Eight out of the eleven S&P 500 sectors posted monthly declines, with gains highly concentrated in information technology. The strength of tech stocks creates a strong overall index performance, but most sectors are quietly weakening. Credit markets remained stable until Thursday, supported by robust corporate earnings and strong primary demand, with investment-grade and high-yield spreads staying firm—but this doesn’t mean risks have disappeared.

Lori Calvasina of RBC Capital Markets warned in a report that if the US 10-year Treasury yield hits 5%, the bullish argument for US stocks will be challenged; this level has historically compressed equity valuations many times. Citi’s head of rates, Deirdre Dunn, also said if the yield sell-off is big enough, default rates could rise and transmit to equities. "I’m not waiting for equities to collapse because of the rates market, but the risk is real, especially at current high valuations," she said.
Meanwhile, retail investor enthusiasm remains high. According to Goldman Sachs trading desk data, market trading volume is up 28% since mid-April, with a Goldman basket tracking retail-favored stocks up about 30% since early April. Bloomberg reported that Bank of America’s private client stock allocations rose to a record 65.7%, while cash allocation fell to a historic low of 9.8%.
Bulls and Bears Diverge: Same Market, Different Stories
Faced with the apparent divergence between the bond and stock markets, the divide between bulls and bears is intensifying.

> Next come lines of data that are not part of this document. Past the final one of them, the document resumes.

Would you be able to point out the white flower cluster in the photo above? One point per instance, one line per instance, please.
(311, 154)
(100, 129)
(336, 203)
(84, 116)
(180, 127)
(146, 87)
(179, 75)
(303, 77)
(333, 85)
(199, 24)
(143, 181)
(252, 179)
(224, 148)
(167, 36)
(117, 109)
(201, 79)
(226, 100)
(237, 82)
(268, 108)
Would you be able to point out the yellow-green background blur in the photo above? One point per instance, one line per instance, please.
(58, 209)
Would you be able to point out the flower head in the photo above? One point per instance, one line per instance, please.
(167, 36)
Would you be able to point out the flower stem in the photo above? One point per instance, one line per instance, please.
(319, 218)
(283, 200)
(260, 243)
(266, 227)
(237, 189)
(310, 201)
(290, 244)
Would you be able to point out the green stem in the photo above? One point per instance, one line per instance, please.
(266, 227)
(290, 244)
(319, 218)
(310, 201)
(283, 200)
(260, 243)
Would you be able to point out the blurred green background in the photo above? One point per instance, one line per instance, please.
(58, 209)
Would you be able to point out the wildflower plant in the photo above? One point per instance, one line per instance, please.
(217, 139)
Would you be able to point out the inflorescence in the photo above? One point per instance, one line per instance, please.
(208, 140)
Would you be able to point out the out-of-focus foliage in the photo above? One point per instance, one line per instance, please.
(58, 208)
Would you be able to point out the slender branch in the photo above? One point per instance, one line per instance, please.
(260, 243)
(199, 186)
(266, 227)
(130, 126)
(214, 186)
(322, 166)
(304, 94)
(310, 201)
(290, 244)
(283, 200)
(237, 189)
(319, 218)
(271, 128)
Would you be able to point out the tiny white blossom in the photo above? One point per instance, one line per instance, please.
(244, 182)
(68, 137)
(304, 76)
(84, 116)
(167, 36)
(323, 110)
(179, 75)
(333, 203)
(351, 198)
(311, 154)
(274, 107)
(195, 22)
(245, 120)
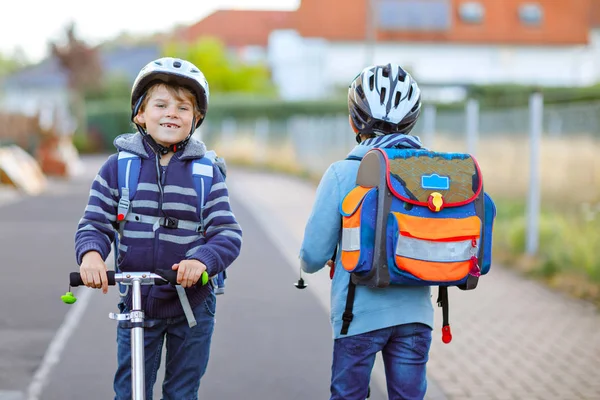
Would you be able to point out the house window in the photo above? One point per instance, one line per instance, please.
(471, 12)
(419, 15)
(531, 13)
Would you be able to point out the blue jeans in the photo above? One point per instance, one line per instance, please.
(405, 351)
(188, 350)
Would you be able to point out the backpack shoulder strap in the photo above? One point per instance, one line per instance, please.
(202, 172)
(128, 173)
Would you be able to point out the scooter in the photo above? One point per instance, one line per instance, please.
(135, 316)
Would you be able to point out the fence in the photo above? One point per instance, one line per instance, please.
(526, 155)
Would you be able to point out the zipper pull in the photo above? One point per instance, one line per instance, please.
(475, 270)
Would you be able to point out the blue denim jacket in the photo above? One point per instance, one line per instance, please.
(374, 308)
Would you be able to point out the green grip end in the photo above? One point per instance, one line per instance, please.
(68, 298)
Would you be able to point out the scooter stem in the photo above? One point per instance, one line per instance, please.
(138, 385)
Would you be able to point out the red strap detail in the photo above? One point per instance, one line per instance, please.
(331, 270)
(446, 334)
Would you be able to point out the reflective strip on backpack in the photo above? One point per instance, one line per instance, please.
(426, 250)
(202, 169)
(351, 239)
(152, 220)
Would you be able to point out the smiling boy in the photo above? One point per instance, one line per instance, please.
(169, 101)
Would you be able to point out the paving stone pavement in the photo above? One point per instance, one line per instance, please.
(513, 338)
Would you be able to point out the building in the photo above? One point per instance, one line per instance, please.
(446, 44)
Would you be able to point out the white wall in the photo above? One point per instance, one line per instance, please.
(430, 63)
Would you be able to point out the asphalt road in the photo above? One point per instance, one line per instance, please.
(272, 341)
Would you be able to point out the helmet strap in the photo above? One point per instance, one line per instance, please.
(159, 148)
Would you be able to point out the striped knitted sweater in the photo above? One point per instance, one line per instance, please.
(167, 191)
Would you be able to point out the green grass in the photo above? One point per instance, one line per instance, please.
(567, 256)
(569, 239)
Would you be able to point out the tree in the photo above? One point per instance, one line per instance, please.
(82, 64)
(12, 63)
(224, 72)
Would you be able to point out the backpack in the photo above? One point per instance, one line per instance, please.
(416, 217)
(129, 166)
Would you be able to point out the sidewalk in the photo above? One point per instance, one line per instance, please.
(513, 338)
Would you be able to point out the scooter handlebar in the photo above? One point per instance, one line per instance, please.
(161, 277)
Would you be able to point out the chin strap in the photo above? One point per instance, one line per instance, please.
(159, 148)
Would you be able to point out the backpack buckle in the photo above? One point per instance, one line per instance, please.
(347, 317)
(124, 205)
(170, 223)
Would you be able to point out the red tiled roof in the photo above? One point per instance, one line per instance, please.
(237, 28)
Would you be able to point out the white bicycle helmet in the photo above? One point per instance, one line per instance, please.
(384, 99)
(171, 70)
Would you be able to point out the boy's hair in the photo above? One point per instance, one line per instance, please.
(383, 99)
(179, 92)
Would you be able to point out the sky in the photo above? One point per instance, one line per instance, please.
(30, 25)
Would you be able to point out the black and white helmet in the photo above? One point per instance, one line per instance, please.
(171, 70)
(384, 99)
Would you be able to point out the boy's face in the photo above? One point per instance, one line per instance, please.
(166, 117)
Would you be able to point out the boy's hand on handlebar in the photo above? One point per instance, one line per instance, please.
(189, 272)
(93, 271)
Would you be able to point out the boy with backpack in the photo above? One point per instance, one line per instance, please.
(394, 224)
(166, 203)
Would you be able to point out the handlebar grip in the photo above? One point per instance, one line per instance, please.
(75, 278)
(171, 276)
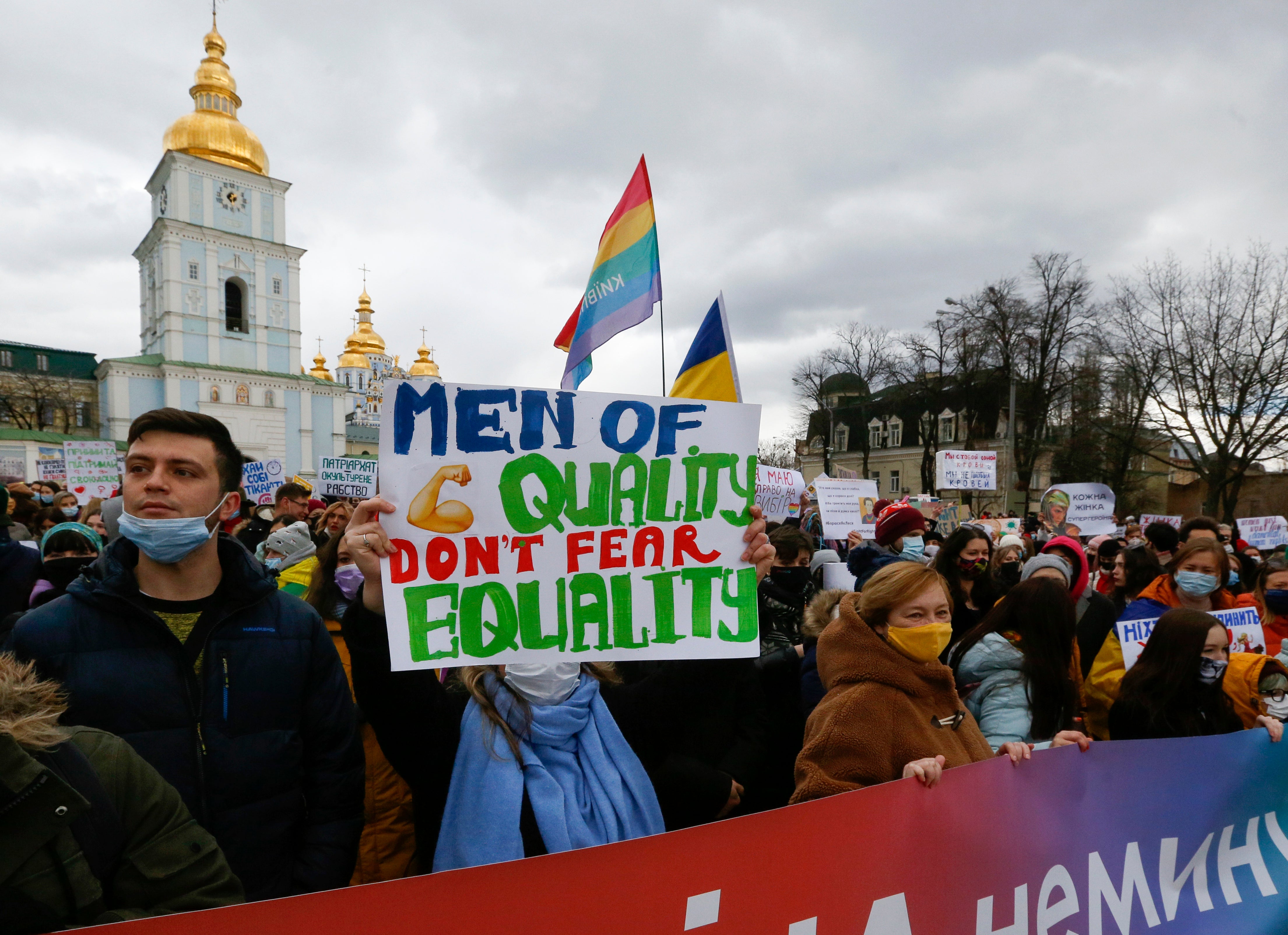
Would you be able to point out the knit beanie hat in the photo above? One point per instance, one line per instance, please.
(290, 540)
(1048, 561)
(897, 521)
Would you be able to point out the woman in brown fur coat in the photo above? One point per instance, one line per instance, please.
(892, 709)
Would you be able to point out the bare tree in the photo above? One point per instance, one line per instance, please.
(1220, 335)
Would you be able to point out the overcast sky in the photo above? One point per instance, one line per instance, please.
(817, 161)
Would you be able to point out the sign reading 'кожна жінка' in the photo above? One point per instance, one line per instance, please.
(539, 525)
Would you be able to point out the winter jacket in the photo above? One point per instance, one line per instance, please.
(869, 559)
(1242, 683)
(1000, 701)
(881, 713)
(165, 862)
(20, 568)
(1107, 672)
(387, 849)
(263, 746)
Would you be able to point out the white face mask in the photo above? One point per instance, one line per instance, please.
(544, 683)
(1277, 709)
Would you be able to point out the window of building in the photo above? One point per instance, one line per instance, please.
(235, 316)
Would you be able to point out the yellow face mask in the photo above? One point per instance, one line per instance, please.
(920, 644)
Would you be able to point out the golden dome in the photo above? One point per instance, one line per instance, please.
(365, 340)
(424, 365)
(213, 131)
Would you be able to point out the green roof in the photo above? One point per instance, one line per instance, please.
(158, 360)
(51, 437)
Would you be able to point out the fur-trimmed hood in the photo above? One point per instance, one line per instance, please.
(30, 706)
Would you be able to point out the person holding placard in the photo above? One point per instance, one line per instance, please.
(1175, 687)
(1194, 580)
(494, 758)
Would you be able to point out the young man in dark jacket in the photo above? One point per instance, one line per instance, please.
(178, 642)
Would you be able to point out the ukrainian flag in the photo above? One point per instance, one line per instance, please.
(709, 370)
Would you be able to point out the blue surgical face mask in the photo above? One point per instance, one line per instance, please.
(1197, 584)
(169, 540)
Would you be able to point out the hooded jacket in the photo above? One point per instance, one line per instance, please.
(262, 746)
(881, 713)
(1107, 672)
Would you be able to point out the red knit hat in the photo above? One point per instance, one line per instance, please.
(898, 521)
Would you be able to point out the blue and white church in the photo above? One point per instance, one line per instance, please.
(219, 294)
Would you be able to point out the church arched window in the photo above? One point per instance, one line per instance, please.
(235, 306)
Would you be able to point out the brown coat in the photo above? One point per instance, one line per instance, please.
(881, 711)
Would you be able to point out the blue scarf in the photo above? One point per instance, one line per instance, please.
(585, 783)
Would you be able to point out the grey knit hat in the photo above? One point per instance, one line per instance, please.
(1046, 561)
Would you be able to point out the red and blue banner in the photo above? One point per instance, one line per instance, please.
(1176, 836)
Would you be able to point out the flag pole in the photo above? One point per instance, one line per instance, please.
(661, 319)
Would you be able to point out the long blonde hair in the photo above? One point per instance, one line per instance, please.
(475, 682)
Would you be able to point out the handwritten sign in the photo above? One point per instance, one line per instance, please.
(262, 478)
(347, 477)
(1243, 624)
(1264, 532)
(847, 505)
(779, 491)
(93, 469)
(967, 471)
(542, 525)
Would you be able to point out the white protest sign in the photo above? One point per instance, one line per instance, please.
(51, 464)
(544, 525)
(346, 477)
(262, 478)
(779, 491)
(967, 471)
(847, 505)
(1264, 532)
(1078, 509)
(93, 469)
(1243, 624)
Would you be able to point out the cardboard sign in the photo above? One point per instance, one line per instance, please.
(93, 469)
(967, 471)
(1078, 511)
(262, 478)
(847, 505)
(51, 464)
(347, 477)
(779, 491)
(545, 525)
(1242, 623)
(1264, 532)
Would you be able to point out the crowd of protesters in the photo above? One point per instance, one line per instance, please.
(203, 686)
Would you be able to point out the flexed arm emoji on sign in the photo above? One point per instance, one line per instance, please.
(451, 516)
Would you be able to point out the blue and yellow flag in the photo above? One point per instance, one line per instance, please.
(709, 370)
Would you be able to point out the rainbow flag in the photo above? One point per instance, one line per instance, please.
(709, 370)
(625, 280)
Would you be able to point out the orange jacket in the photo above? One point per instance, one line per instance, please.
(388, 847)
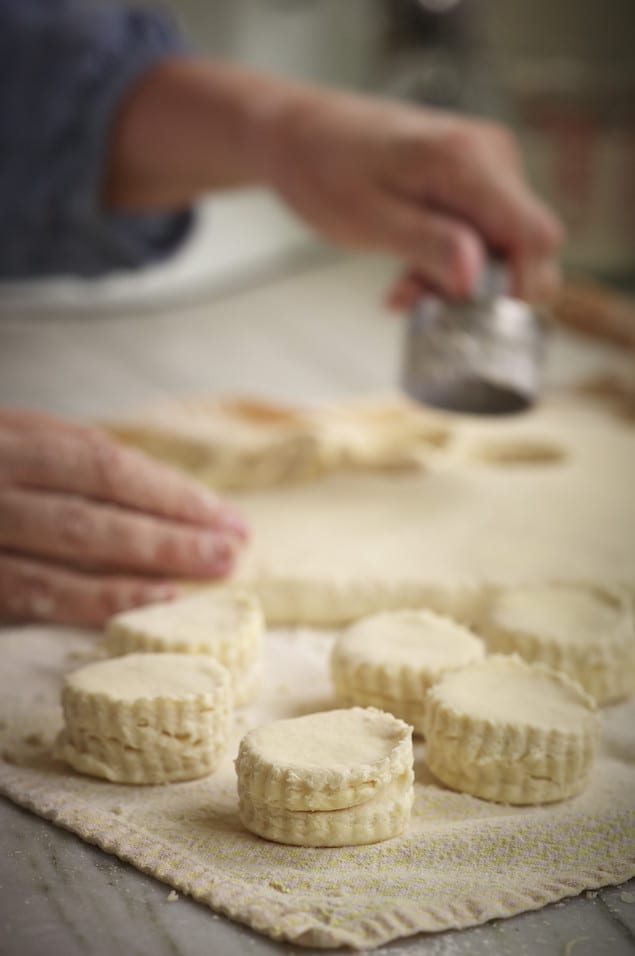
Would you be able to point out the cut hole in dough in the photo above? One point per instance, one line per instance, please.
(517, 452)
(512, 732)
(338, 778)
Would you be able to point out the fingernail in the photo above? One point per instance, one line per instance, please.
(232, 522)
(160, 592)
(213, 550)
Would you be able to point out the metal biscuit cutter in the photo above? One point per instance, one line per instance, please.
(482, 356)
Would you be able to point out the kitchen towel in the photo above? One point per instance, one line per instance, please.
(462, 862)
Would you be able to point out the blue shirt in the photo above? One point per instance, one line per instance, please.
(65, 67)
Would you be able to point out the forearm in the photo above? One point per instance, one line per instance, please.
(191, 126)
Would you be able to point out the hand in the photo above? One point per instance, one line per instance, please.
(89, 528)
(430, 187)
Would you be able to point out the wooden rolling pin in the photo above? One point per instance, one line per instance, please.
(595, 310)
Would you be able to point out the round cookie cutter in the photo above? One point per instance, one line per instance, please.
(482, 356)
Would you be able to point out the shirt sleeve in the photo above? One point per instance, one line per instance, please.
(65, 66)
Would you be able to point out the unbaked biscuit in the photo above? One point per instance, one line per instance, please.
(224, 622)
(328, 779)
(509, 731)
(390, 660)
(587, 633)
(146, 718)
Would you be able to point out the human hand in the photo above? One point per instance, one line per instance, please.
(433, 188)
(89, 528)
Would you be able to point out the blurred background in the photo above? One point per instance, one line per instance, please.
(561, 72)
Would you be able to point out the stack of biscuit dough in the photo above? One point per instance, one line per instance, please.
(337, 778)
(146, 718)
(224, 622)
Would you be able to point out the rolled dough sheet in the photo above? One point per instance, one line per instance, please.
(539, 498)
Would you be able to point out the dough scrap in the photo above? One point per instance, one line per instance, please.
(146, 718)
(224, 622)
(327, 779)
(243, 443)
(511, 732)
(588, 633)
(391, 659)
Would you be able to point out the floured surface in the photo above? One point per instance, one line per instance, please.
(545, 497)
(463, 861)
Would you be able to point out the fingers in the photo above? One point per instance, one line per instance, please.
(93, 534)
(30, 590)
(446, 254)
(90, 464)
(533, 281)
(470, 173)
(406, 291)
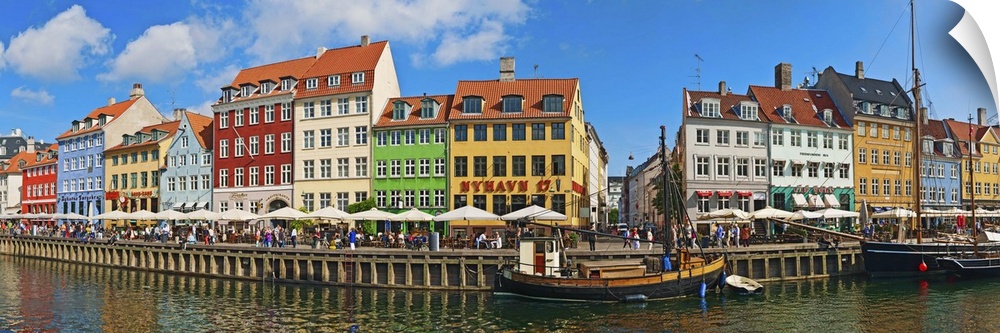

Steve Chiavarone, Deputy Chief Equity Investment Officer at Federated Hermes, thinks current asset class pricing isn’t contradictory, but reflects different time horizons. "Oil prices and bonds are pricing short-term supply shortages and stickier inflation, with a three-to-six month timeframe; AI stocks are pricing mid-term productivity gains and declining inflation, with a one-to-three year timeframe," he said, adding the current strength in corporate earnings revisions is the strongest he’s seen in 20 years.
Skeptics disagree with this logic. "Each major asset class tells a self-consistent story, but they’re not telling the same story," said Gene Goldman, Chief Investment Officer of Cetera Financial Group. "Either stock valuations will contract, or the bond market will have to rethink just how much tightening the Fed needs."
David Lebovitz of JP Morgan Asset Management also pointed out that when inflation becomes the dominant risk, bonds can no longer hedge stocks, and his firm prefers to hold real assets like real estate and infrastructure. Marija Veitmane, head of equity research at State Street Global Markets, believes tech is the only sector in the current market with strong long-term demand support. "Ample funds in the market are rushing into tech, lifting prices—but this is not the case for other sectors."
The bull market continues, but the cost of sustaining it is rising. The bond market’s action this week shows that the optimistic narrative underpinning multi-asset rallies is getting more and more expensive.